Seek discipline to find balance.
Wow, this seems like a contradiction to the previous resolution, but really it’s not. On a daily basis, discipline in certain activities provides the structure you need to achieve comfort. Going to bed on time, not drinking like a louse during the week, and showing restraint in eating whatever the fuck you want when you want will certainly make me less neurotic and upset at the consequences of my lack of discipline: perpetually being late to work, feeling like a lazy bum who never does anything, and having to buy new pants.

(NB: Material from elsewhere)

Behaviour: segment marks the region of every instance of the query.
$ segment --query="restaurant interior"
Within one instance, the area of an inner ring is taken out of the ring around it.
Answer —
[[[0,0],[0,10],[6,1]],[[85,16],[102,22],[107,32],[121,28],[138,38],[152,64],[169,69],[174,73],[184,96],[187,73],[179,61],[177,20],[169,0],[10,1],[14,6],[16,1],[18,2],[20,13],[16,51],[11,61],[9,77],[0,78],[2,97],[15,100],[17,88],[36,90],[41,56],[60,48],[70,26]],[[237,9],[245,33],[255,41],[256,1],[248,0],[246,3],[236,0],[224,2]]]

I realized the other day that one reason I loved actively skating so much was because of the level of discipline it introduced into my life that I otherwise don’t have. Yeah I hated having to make X number of practices a month and not drinking on a Saturday night so I’d be good for All Stars practice on Sunday morning, but these things made me a better person who, despite the mild discomfort associated with having to show discipline at certain times, was generally happier than I am when I can do whatever the fuck I want to do (or not do) at any given time. This is a resolution I’m going to have to remind myself about a bunch, I bet .I’m kind of embarrassed that I’m 32 and just now learning this, but better late then never, eh?

9.      Talk it out.
I talk a lot. On here, on Twitter, on Facebook, and to friends, family, neighbors, and cashiers everywhere, but I struggle to talk to anyone in depth about my problems. In my efforts to not be a buzz kill, I hold all these toxic problems inside and then I get sick or I just shut down emotionally because they haven’t been dealt with. I want to learn to talk my problems out instead of holding them in. It works swimmingly when I remember to do it, but I don’t remember to actually do it so much. Hopefully listing it here will help it stay in the forefront of my mind.

Look for opportune opportunity, and don’t be afraid to turn down inopportune opportunity.
I’m the type of person who’s generally willing to give anything a go, meaning I take on things that both enrich my life and suck the life out of it. Moving forward, I need to assess opportunities that are presented to me better, and just because I’m asked to do something doesn’t mean I should say yes to everything. I should, however, say yes to truly opportune opportunities, and I shouldn’t be afraid to sever ties with opportunities I took that have turned out to be inopportune. Time is of the essence in life, and while I shouldn’t beat myself up for those things that I thought were opportune but were not, I should just move forward with the best of intentions.

Do something each day that makes me happy.
I’m quite predictable, really. It’s funny looking back on it, but it’s never funny when it happens. Naturally, I’m talking about that all too common occurrence that is me throwing a hissy fit before bed that I hadn’t done a single thing that I wanted to do that day. It makes me angry to go an entire day without doing something that makes me happy, yet it does absolutely no good to throw a tantrum in a seeming attempt to get time to stop and give me a “bonus” hour not otherwise included in the standard 24-hour day. What I want to do is MAKE TIME for myself each day before bedtime arrives. Again, not easy, but if it were it probably wouldn’t be on here.

Well, that’s my list. I probably could have come up with more resolutions, but I think this list is manageable, if not a bit ambitious. While I’m partially inclined to print this out and keep it someplace easily accessible in order to hold myself accountable, another part of me wants to do with it what I did with all those other childhood lists: set it down and forever forget about it. I think I’ll take the middle ground here. Getting it down on paper was good, but printing it out may be a bit too anti-number seven ;)  

What resolutions do you have for the coming year? I’d love to hear them!